Ed. Irati Knee Ojeda

Irati Rodilla Ojeda graduated in Physiotherapy, but despite being working, she does not treat patients but has a doctorate in Pharmacology. It says that what is being done now is totally complementary to what has been learned before, as it is being investigated to improve the effectiveness and tolerance of opioids against pain.

In the Baccalaureate the road that leads him was started: “I was clear that I wanted to do some health sciences, but not medicine, something else.” Thus, after attending the biohealth baccalaureate and before entering the university, he spent two years as a technician in the clinical diagnosis laboratory. At the beginning of the second year, the degree of physiotherapy was implanted in the UPV-EHU, in Leioa, and finally decided to move.

“When I finished high school, I didn’t think about doing Physiotherapy, probably because I had to go out, but being there I was encouraged. It is not the usual way, since it means going from the laboratory to the patients to treat directly, but I did it very at ease,” says Rodilla.

And since it did not happen to him to choose Physiotherapy in high school, at the beginning of undergraduate studies he never thought he would have done a thesis. “However, between the first and second academic year I met a professor of degree who was doing his thesis in a group of Pharmacology, precisely in the same group in which I am now.”

He explains that this team investigates opioid analgesics: “Opiodes are very good analgesics but they produce tolerance, dependence and addiction. I started to help the teacher in some experiments, I liked a lot and at the end of the degree I decided to do the thesis. For this I did the Master of Pharmacology and now I am in the second year of the thesis”.

Rodilla recognizes that there has been a great change, since in other degrees it is more common to perform the thesis than in Physiotherapy. “However, I am satisfied. It is true that in some moments it is hard: you spend many hours in the laboratory, you have to read many articles and gives a lot of work, but I like it. I'm learning a lot and it seems very important to add a basic science to the general vision of the physiotherapist about the patient. Thus, besides applying a specific technique, I can know what happens at molecular or cellular level, and I will understand better what works and why, what suits...”.

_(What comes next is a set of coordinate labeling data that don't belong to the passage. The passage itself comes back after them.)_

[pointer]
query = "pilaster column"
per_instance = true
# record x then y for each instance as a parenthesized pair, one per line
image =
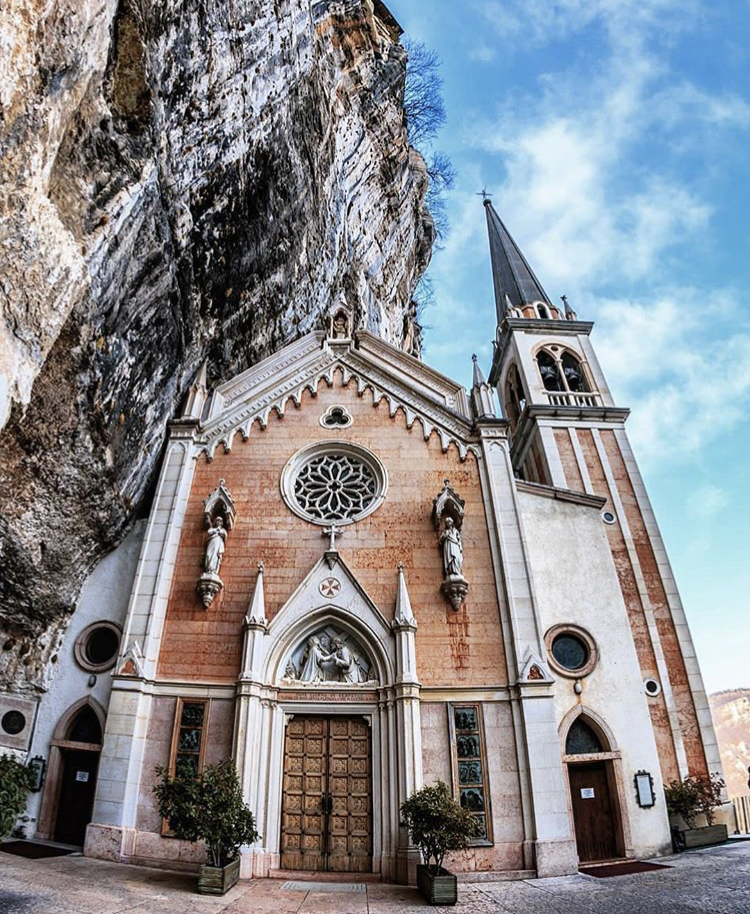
(409, 771)
(112, 832)
(544, 794)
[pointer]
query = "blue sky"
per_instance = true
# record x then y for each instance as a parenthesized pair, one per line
(614, 138)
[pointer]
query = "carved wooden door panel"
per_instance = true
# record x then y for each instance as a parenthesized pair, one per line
(349, 786)
(303, 809)
(593, 813)
(326, 818)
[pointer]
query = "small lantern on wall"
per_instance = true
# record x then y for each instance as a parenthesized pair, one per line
(644, 789)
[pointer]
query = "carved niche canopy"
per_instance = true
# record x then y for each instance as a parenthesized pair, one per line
(329, 655)
(448, 504)
(220, 504)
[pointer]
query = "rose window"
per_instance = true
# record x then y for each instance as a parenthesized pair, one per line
(333, 483)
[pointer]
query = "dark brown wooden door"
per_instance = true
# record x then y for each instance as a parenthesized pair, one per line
(326, 818)
(593, 812)
(77, 789)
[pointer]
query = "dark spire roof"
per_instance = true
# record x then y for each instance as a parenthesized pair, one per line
(514, 280)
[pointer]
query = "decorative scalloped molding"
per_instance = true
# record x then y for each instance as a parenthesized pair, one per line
(320, 365)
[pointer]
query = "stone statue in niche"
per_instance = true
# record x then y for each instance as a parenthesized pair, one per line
(448, 515)
(453, 551)
(329, 656)
(219, 514)
(215, 544)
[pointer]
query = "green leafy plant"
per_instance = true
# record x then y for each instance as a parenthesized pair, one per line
(437, 824)
(15, 783)
(693, 796)
(207, 807)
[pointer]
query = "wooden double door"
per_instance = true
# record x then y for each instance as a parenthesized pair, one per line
(326, 810)
(595, 812)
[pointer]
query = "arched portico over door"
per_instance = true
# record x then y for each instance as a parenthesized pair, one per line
(72, 769)
(593, 766)
(369, 694)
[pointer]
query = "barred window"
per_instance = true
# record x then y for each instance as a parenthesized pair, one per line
(470, 766)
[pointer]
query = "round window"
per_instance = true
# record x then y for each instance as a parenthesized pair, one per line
(652, 687)
(572, 651)
(97, 646)
(333, 483)
(13, 722)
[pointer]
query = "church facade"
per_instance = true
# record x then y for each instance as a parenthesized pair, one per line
(358, 578)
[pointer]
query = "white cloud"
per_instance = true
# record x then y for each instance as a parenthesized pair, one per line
(686, 389)
(707, 501)
(484, 53)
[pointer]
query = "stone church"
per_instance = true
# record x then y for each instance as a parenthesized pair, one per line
(357, 578)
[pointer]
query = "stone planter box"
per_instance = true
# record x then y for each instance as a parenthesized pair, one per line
(442, 889)
(703, 837)
(218, 880)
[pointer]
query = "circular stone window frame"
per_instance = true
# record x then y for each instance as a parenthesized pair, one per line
(576, 631)
(79, 649)
(319, 449)
(652, 693)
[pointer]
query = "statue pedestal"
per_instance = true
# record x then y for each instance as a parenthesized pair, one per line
(455, 587)
(208, 587)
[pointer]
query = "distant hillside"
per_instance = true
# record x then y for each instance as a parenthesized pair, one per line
(731, 714)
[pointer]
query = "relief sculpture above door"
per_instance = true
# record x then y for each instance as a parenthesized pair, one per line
(330, 655)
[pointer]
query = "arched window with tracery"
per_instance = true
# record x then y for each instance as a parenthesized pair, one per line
(548, 369)
(573, 373)
(563, 372)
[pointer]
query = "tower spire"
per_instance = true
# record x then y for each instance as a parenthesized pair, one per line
(514, 280)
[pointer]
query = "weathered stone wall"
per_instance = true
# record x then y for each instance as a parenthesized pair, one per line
(453, 648)
(180, 182)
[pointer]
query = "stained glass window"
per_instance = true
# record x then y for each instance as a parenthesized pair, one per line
(470, 766)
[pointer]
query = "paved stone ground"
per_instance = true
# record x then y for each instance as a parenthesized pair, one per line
(715, 881)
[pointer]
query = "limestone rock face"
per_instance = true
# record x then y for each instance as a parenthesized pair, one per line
(181, 181)
(731, 713)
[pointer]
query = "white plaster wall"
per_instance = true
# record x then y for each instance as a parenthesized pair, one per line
(104, 597)
(575, 582)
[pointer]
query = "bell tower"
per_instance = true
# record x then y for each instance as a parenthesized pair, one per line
(567, 433)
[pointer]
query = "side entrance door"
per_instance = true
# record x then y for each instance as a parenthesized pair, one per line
(593, 813)
(77, 789)
(326, 810)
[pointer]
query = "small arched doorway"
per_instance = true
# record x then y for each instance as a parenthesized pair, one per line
(594, 795)
(71, 780)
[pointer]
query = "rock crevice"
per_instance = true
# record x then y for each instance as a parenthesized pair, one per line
(182, 182)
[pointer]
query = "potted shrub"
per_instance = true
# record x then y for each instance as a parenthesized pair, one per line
(437, 824)
(15, 782)
(209, 807)
(692, 797)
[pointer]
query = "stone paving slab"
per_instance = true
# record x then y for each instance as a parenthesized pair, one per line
(711, 881)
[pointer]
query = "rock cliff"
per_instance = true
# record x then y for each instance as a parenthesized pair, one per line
(731, 713)
(181, 181)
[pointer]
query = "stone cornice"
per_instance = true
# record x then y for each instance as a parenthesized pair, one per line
(579, 498)
(530, 416)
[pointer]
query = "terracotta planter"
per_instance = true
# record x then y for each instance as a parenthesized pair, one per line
(441, 889)
(704, 837)
(218, 880)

He says that thanks to what he is studying in his thesis, he knows better the mechanisms of pain and analgesia, which, besides being interesting in himself, is very useful to improve the physiotherapeutic treatment. “And also the other way around: The knowledge provided by physiotherapy also supplements that of health and disease. In addition, the physiotherapist usually spends more time than the doctor with the patient and we know details that he does not know. Consequently, we can give you a more complete treatment. That satisfies me a lot.”

Opposition and research

However, not everything is gold, and it also finds disadvantages in its research work: “Besides being a hard workshop, the conditions are not good and we do not know if we can continue to do so. Stabilization is very difficult and the future is very difficult. You have to fill a lot of papers, lengthen the deadlines, there is less and less money and opportunities… In that we spend too much time and effort.”

However, the research process itself has a huge motivation: “Ask new questions, try ways to answer, compare results… All this attracts me and fills me with truth. In addition, in my field there is a lot of interdisciplinarity and that is very enriching.”

In the future, I would like to continue investigating, but I would also like to approach the clinic. In this way, he carries out courses to not forget and continue to deepen the knowledge acquired in Physiotherapy and is training to be a teacher. Finally, he studies Basque, “because I think the Euskaldunes patients will thank him.”

 

Irati Knee Ojeda

Born in Bilbao in 1992. After the technical cycle of the clinical diagnostic laboratory, he studied Physiotherapy at UPV. He then completed his Master's Degree in Pharmacology, Master's Degree in Drug Development, Assessment and Wise Use, and is now doing his doctorate in the Department of Pharmacology at the Faculty of Medicine and Nursing of the UPV.